Aninews, mengutip berita dari
Radio Free Europe, mengungkapkan bahwa China menggunakan perangkat kompleks intimidasi, pelecehan, pengawasan, penahanan, dan ekstradisi, untuk kampanye transnasional Beijing yang telah berkembang yang belum pernah terjadi sebelumnya di seluruh dunia.
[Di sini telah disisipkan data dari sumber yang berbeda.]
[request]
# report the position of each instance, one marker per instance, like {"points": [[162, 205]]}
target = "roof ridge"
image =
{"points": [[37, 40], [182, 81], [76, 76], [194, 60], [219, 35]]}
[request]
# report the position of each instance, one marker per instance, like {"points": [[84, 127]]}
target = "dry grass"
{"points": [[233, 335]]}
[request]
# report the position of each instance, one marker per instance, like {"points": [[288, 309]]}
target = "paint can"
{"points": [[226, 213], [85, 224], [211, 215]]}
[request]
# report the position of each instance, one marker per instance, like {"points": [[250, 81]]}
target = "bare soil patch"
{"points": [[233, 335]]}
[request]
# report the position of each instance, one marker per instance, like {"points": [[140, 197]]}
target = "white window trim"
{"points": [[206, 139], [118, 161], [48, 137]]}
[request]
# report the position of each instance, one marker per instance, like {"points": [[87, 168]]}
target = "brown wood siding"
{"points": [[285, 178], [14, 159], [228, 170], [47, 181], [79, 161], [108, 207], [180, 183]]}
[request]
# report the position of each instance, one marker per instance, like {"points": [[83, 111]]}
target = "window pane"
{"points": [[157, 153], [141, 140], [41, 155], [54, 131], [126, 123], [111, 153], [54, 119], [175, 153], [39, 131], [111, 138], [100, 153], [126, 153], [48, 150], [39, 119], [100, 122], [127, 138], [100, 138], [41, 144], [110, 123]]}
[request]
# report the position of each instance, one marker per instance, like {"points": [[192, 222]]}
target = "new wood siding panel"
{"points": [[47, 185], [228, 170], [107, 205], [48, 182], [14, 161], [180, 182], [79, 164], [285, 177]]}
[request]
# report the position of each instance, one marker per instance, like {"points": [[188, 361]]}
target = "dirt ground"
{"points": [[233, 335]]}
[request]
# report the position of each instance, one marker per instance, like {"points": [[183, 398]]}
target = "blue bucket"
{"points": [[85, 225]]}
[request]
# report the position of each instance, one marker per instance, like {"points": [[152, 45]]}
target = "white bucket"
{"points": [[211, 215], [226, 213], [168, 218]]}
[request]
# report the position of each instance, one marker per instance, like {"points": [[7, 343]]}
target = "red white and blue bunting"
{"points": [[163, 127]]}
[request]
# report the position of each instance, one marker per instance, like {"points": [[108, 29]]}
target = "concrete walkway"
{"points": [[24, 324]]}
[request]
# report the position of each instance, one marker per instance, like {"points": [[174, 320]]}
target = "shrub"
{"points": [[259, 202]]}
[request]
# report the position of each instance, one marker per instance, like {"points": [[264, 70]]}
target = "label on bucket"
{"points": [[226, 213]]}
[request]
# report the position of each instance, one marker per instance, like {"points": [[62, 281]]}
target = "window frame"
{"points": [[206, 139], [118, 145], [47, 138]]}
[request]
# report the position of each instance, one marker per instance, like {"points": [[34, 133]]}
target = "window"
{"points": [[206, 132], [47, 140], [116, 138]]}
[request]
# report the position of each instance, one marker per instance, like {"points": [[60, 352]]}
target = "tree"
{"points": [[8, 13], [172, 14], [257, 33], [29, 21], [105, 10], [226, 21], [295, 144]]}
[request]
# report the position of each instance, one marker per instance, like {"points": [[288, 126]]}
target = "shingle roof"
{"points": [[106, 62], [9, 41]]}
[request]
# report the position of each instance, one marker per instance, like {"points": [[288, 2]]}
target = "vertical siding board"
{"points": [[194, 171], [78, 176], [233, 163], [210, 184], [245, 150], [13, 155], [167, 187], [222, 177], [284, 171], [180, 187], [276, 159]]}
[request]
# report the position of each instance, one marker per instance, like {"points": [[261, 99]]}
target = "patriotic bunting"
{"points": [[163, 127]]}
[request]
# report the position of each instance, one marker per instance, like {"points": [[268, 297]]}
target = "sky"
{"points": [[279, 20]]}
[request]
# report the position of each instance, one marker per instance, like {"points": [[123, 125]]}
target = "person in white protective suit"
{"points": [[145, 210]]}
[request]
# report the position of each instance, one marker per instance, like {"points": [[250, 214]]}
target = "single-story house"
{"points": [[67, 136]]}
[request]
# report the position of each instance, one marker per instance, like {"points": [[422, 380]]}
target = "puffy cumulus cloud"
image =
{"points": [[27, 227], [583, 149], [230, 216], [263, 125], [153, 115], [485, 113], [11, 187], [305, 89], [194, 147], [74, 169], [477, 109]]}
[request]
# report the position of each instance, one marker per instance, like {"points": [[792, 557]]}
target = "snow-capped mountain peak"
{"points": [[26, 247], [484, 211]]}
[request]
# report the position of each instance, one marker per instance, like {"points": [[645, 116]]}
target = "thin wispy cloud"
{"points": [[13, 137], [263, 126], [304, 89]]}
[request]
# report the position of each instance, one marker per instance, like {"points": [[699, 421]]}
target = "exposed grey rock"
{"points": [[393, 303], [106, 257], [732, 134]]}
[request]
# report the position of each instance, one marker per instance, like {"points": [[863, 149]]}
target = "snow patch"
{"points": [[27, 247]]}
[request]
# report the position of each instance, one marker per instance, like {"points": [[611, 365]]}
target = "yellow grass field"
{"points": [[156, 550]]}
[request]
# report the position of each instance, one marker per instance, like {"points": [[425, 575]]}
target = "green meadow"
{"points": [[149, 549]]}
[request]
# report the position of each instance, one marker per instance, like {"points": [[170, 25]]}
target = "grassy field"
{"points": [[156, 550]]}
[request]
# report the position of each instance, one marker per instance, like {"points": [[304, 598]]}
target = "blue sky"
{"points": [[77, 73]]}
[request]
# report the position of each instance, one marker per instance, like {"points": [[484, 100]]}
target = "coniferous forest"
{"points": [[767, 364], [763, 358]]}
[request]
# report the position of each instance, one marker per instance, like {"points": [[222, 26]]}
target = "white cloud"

Itu semua didokumentasikan secara rinci dalam laporan baru, "Great Wall Of Steel", oleh Institut Kissinger Wilson Center di China dan Amerika Serikat.
Penelitian mendokumentasikan sejak 1997 hingga 2022 sebanyak 5.532 orang Uygur menghadapi intimidasi, 1.150 ditahan, 424 dideportasi atau diekstradisi ke China.
Laporan menyebutkan, Uyghur serta etnis Kazakh, Kirgistan, dan kelompok lain, tetap paling rentan terhadap penahanan atau ekstradisi.
"China adalah kreditur keuangan terbesar untuk lima negara, di antaranya Pakistan, Kirgistan, Tajikistan, Kamboja, dan Myanmar, yang menurut laporan itu, mengarah pada kesepakatan di mana para pemimpin "memperdagangkan hak asasi manusia untuk peluang ekonomi.
Kebangkitan global China, yang diperlihatkan oleh pengaruh ekonominya yang besar melalui proyek-proyek seperti Belt and Road Initiative (BRI) bernilai miliaran dolar, telah memberi Beijing pengaruh yang memungkinkannya mengkooptasi mereka sebagai mitra dalam kampanye represi yang menyebar.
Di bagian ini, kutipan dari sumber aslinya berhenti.